The documentation says input images may not contain text. Specifically, under Image Input Requirements → Other Requirements it says, “No Text”.
I just want to verify: does this means using OpenAI APIs for OCR
is prohibited?
is not supported?
is not possible?
We have used it successfully for OCR in the past. Also in the same document, there is mention of processing text in images, like that the model is not great at non-English and small text.
In my experience:
4o can read text in images jpg/webp/png/screenshots pasted directly in.
A few issues with PDF scanned docs but nothing worse than existing OCR.
I can’t comment on non-English as not tried that
In the OpenAI Images API documentation, the guideline “No text” refers to a recommendation to avoid including textual elements within images submitted for processing. This is because models like GPT-4’s vision capabilities are not optimized for interpreting text embedded in images, which can lead to inaccuracies or misinterpretations. By providing images without text, you ensure that the model focuses on visual content, leading to more accurate and reliable analysis.

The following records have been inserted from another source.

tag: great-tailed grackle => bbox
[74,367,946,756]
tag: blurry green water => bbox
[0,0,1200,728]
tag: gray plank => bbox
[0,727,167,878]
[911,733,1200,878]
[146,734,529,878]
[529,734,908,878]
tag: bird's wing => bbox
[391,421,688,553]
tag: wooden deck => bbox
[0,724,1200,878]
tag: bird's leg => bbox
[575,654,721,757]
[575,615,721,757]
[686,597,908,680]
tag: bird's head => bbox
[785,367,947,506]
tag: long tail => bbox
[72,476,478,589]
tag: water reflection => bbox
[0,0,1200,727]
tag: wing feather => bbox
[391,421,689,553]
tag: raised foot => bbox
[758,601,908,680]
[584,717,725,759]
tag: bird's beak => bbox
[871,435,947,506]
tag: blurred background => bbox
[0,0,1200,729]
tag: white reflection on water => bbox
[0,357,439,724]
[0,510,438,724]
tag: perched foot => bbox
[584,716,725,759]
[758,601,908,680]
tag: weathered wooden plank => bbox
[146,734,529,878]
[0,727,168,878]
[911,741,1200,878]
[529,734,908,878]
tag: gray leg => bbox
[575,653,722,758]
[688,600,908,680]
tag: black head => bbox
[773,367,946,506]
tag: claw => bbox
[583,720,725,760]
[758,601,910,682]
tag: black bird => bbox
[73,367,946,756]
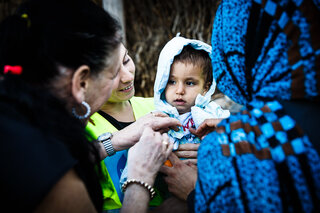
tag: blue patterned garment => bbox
[195,0,320,212]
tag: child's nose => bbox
[176,84,184,95]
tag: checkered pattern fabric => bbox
[195,0,320,212]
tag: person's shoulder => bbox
[130,96,154,111]
[130,96,154,103]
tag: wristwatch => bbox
[97,132,116,156]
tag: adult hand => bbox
[189,118,223,140]
[160,153,198,200]
[121,127,173,213]
[111,112,181,151]
[174,143,200,165]
[127,127,173,185]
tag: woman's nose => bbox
[121,68,134,83]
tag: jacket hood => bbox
[154,35,230,127]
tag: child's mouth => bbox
[174,99,186,106]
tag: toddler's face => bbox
[165,62,206,114]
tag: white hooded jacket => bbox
[154,35,230,149]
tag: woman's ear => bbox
[71,65,90,103]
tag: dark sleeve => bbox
[0,117,76,212]
[187,189,195,213]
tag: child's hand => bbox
[189,118,223,140]
[174,143,200,165]
[160,153,198,200]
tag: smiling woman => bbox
[86,44,161,210]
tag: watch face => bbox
[98,132,112,141]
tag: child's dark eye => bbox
[168,79,176,85]
[123,55,131,65]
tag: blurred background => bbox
[0,0,240,111]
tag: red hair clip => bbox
[3,65,22,75]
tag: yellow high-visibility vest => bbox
[86,97,163,210]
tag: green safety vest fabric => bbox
[86,97,163,210]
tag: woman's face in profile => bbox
[108,44,136,103]
[86,45,123,112]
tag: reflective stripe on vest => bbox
[86,97,159,210]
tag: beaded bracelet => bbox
[122,179,156,199]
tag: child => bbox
[154,36,230,150]
[120,36,230,197]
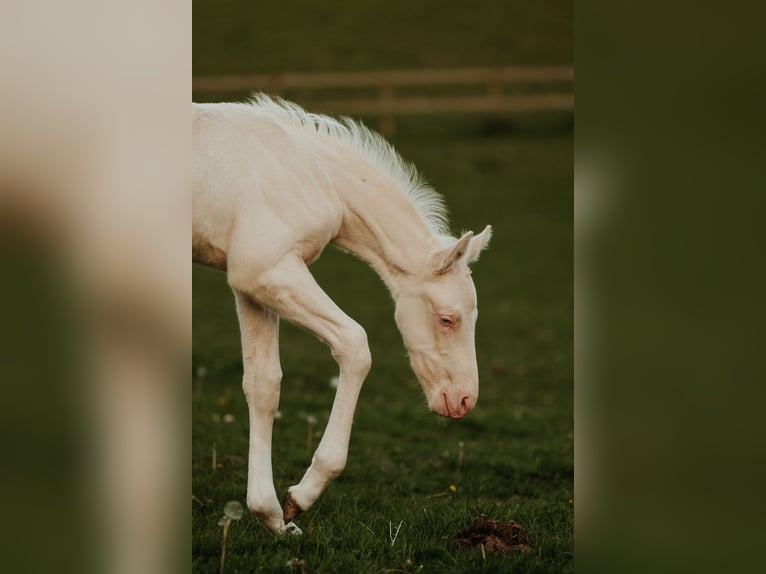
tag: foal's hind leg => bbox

I have a good example that backs that up…
That said… This section is ‘API Requirements’ - Input images must meet the following requirements to be used in the API.
To help models understand PDF content, we put into the model’s context both the extracted text and an image of each page. The model can then use both the text and the images to generate a response. This is useful, for example, if diagrams contain key information that isn’t in the text.